3 aydan kısa bir sürede 11000’den fazla hasta randomize edilmiş
2104 hasta deksametazon koluna 4321 hasta ise usual care koluna randomize olmuş.
Hastaların %89 unda konfirme Covid-19 tanısı mevcut. Hastaların %99.9’unda takip sonuçları mevcut
Sonuçlara geldiğimizde 28 günlük mortalite deksametazon alan grupta %22.9 usual care de ise %25.7 saptanıyor (RR 0.83, 95% CI 0.75-0.93 p<0.001). Fayda özellikle mekanik ventilator bağlı olanlarda ya da oksijen alan hastalarda daha belirginken bu iki durumun olmaması halinde iki grup arasında fark yok.

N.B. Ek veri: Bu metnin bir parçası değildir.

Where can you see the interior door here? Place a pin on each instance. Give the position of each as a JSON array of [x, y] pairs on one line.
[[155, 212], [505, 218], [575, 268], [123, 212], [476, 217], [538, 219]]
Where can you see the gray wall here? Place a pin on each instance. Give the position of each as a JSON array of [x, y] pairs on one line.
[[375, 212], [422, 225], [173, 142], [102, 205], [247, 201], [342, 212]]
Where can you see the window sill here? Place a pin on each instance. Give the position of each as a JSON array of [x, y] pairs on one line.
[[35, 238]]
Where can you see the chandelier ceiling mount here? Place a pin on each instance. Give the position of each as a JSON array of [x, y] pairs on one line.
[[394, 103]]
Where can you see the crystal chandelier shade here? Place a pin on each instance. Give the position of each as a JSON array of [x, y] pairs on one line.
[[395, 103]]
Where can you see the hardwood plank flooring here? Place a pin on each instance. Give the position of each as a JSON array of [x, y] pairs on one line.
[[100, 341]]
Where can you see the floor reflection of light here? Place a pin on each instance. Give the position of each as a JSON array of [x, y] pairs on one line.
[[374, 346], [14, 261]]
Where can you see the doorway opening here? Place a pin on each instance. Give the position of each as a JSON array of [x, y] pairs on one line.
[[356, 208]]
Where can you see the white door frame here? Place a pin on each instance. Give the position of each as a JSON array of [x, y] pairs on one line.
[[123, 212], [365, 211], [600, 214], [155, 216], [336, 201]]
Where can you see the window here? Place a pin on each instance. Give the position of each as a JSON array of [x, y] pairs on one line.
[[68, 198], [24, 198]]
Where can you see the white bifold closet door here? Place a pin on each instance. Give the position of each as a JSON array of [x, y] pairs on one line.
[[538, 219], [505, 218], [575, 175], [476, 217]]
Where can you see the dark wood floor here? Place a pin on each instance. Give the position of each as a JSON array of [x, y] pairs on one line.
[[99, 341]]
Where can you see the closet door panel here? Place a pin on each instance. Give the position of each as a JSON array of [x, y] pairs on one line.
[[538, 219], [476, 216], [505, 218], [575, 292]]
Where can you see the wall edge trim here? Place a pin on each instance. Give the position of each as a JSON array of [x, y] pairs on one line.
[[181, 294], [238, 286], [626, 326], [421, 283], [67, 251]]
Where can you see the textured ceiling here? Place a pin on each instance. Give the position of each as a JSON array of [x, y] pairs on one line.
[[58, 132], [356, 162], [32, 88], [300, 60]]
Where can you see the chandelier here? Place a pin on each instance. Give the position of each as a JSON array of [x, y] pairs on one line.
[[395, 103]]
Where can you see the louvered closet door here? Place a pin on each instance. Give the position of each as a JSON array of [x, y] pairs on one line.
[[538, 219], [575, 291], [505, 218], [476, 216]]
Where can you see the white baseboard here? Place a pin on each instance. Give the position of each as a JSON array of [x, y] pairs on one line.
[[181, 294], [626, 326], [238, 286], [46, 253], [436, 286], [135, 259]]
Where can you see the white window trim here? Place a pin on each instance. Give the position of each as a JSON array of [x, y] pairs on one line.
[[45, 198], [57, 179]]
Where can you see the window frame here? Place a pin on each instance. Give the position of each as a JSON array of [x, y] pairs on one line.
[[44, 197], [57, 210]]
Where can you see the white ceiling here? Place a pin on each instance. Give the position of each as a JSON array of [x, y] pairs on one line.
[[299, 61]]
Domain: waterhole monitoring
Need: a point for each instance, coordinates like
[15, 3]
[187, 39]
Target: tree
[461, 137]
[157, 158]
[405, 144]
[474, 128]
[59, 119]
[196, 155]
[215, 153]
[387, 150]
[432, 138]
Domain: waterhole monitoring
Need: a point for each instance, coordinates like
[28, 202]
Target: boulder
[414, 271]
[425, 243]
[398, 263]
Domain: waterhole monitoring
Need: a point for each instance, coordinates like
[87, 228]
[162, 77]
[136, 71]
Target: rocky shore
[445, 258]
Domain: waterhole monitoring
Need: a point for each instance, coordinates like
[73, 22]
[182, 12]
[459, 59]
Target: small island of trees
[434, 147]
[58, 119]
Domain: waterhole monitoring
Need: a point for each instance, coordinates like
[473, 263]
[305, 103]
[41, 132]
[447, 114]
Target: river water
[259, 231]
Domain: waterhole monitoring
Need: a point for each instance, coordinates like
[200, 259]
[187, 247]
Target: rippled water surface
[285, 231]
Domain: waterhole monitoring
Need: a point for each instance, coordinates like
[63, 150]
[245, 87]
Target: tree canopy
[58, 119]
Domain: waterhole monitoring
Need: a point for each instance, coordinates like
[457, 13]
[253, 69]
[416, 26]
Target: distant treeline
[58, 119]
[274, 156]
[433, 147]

Biliyoruz ki efektif tedaviler yüksek riskli hastalarda daha çok faydalı olur. Çalışmanın sonuçlarında da benzer bir durum söz konusu. Özellikle enfeksiyonun ilk döneminde hastalık daha hafif seyrederken deksametazon kullanımının faydası yok gibi duruyor hatta Kaplan-Meier eğrilerine bakıldığında mortaliteyi istatistiksel olarak olmasa da arttırabileceği sinyalini görüyoruz.

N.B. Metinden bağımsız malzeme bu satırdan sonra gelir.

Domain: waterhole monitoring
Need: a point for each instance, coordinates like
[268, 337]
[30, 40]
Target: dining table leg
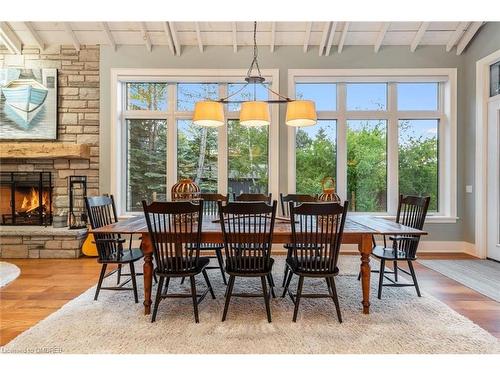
[365, 248]
[147, 249]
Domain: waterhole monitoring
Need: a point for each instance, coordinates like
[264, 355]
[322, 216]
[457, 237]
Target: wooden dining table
[358, 230]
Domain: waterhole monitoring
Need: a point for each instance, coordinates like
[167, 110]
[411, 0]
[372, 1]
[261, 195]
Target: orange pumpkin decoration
[329, 194]
[185, 190]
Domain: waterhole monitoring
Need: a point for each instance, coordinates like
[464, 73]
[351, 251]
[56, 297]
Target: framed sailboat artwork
[28, 104]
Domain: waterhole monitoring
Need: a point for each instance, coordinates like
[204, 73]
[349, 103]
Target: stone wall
[30, 242]
[78, 123]
[78, 108]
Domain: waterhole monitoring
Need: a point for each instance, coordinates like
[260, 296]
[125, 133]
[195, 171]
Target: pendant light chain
[255, 62]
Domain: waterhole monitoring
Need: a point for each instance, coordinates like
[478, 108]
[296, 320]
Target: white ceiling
[326, 37]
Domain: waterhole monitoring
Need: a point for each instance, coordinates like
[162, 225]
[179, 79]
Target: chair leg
[285, 276]
[134, 281]
[287, 284]
[167, 282]
[335, 298]
[228, 296]
[381, 278]
[99, 283]
[157, 299]
[119, 273]
[195, 298]
[207, 280]
[266, 298]
[297, 298]
[414, 277]
[271, 284]
[218, 253]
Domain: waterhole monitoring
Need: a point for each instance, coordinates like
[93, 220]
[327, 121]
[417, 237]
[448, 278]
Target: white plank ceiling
[327, 37]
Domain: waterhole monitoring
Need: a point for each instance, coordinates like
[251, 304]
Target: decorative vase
[185, 190]
[329, 194]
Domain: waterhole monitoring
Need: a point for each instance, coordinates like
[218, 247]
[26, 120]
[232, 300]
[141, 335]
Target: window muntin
[316, 155]
[197, 154]
[418, 159]
[324, 95]
[417, 96]
[495, 79]
[367, 165]
[190, 93]
[146, 162]
[147, 96]
[248, 158]
[366, 96]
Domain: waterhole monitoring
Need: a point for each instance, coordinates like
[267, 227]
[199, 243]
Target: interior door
[493, 230]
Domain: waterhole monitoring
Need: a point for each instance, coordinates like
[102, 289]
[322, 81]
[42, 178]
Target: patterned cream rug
[399, 323]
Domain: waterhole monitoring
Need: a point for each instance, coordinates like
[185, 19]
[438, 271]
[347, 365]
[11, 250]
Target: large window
[146, 161]
[316, 155]
[367, 165]
[160, 144]
[378, 136]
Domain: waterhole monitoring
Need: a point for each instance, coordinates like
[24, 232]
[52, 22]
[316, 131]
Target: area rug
[481, 275]
[399, 323]
[8, 273]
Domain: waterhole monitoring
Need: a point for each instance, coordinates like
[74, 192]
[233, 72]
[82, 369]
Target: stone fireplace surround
[78, 124]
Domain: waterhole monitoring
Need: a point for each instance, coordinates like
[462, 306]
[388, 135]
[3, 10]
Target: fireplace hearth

Çalışmanın bence iki önemli limitasyonu mevcut. Bunlardan birinci körlemenin yapılmaması. Mortalitenin objektif bir sonlanım noktası olması nedeniyle yüksek bir bias riski beklemesek de bu etkinin tamamen ortadan kaldırılabileceğini söyleyemeyiz. İkincisi ise çalışmaya hastalar dahil edilirken araştırmacıların deksametazon alamayacağını düşündükleri hastaları çalışma dışı bırakmaları... Bu durumun selection biasa yol açma ihtimali mevcut.
Sonuç olarak deksametazon kullanımının sonuçlarının oldukça etkileyici ve umut verici olduğunu söylemek gerekiyor. Çok fazla vaka sayısının olduğu pandemi döneminde mekanik ventilatöre bağlı olan hastalarda %36 ve oksijen alan hastalarda %18 mortalite riski azalmasını sağlayan bir ilacın binlerce hastanın hayatta kalmasını sağlaması muhtemeldir.
Burada vurgulamak istediğim bir başka konu ise geçmişten ders çıkarmanın ne kadar önemli olduğu... Kortikosteroidler 2002-2003 yıllarında patlak veren SARS enfeksiyonunda da kontrolsüz inflamatuar yanıta karşı doku yıkımını azaltmak için sıklıkla kullanılmıştı. Covid-19 patofizyolojisinde de benzer şekilde özellikle şiddetli vakalarda yaygın inflamatuar yanıta bağlı doku hasarının olduğu düşünülmekteydi. Hatta birçok içlerinde Avustralya, Yeni Zelanda, Kanada ve Belçika’nın yer aldığı bir çok ülkede kortikosteroid kullanımı önerildi. Dünya Sağlık Örgütü Mart ayındaki öneriler listesinde ise kortikosteroid kullanımı önerilmiyordu. Acaba hidroksiklorokine tanınan ayrıcalıklar kortikosteroidlere neden tanınmadı?